KOMPAS.com – Mulai Januari 2024, Indonesia akan menerapkan kebijakan Pajak Pertambahan Nilai (PPN) sebesar 12 persen yang akan berlaku di berbagai sektor, termasuk dalam layanan pendidikan berstandar internasional. Tentu saja, kebijakan ini akan memberikan dampak yang signifikan bagi banyak pihak.
Namun, pandangan berbeda diungkapkan oleh Guru Besar Fakultas Ekonomika dan Bisnis Universitas Gadjah Mada (FEB UGM), Prof. Dr.

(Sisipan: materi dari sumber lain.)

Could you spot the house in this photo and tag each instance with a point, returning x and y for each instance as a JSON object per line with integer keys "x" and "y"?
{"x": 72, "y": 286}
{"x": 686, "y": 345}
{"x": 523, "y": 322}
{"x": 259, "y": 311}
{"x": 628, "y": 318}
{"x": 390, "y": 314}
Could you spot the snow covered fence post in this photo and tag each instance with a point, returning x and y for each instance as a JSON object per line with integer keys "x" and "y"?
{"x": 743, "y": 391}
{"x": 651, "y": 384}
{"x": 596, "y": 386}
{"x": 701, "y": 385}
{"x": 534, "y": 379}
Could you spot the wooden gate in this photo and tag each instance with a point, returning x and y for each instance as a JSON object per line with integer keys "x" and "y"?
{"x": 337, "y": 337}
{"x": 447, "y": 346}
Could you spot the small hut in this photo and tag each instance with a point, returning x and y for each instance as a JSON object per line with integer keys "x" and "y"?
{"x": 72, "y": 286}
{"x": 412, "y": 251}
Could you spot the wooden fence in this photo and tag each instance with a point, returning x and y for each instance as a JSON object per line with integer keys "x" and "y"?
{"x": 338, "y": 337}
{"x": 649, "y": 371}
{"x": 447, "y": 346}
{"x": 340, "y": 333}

R. Agus Sartono, M.B.A. Ia menilai bahwa rencana pengenaan PPN sebesar 12 persen pada sektor pendidikan adalah langkah yang kurang tepat dan sebaiknya ditinjau kembali.
Menurut Agus, jika kebijakan pajak ini tetap dilaksanakan, hal itu dapat menghambat akses terhadap pendidikan tinggi dan membuat Indonesia semakin tertinggal dibandingkan negara-negara ASEAN lainnya.
Baca juga: 7 Jurusan D4-S2 Sekolah Kedinasan STIN, Lulus Bisa Jadi CPNS
“Pendidikan seharusnya dipandang sebagai investasi jangka panjang dan tidak seharusnya dikenakan pajak. Jika kita bisa meminimalisir kebocoran dan praktik korupsi, dana yang tersedia sudah lebih dari cukup untuk mendanai investasi dalam pengembangan sumber daya manusia. Mengabaikan sektor pendidikan hanya akan memperburuk keadaan di masa mendatang,” ungkap Agus Sartono, seperti yang dilansir dari laman UGM pada Senin (23/12/2024).
Agus juga menambahkan bahwa penerapan PPN 12 persen pada pendidikan bertaraf internasional adalah langkah yang tidak tepat, terutama mengingat pemerintah sendiri berupaya untuk meningkatkan kualitas pendidikan di Indonesia sehingga dapat mencapai standar internasional.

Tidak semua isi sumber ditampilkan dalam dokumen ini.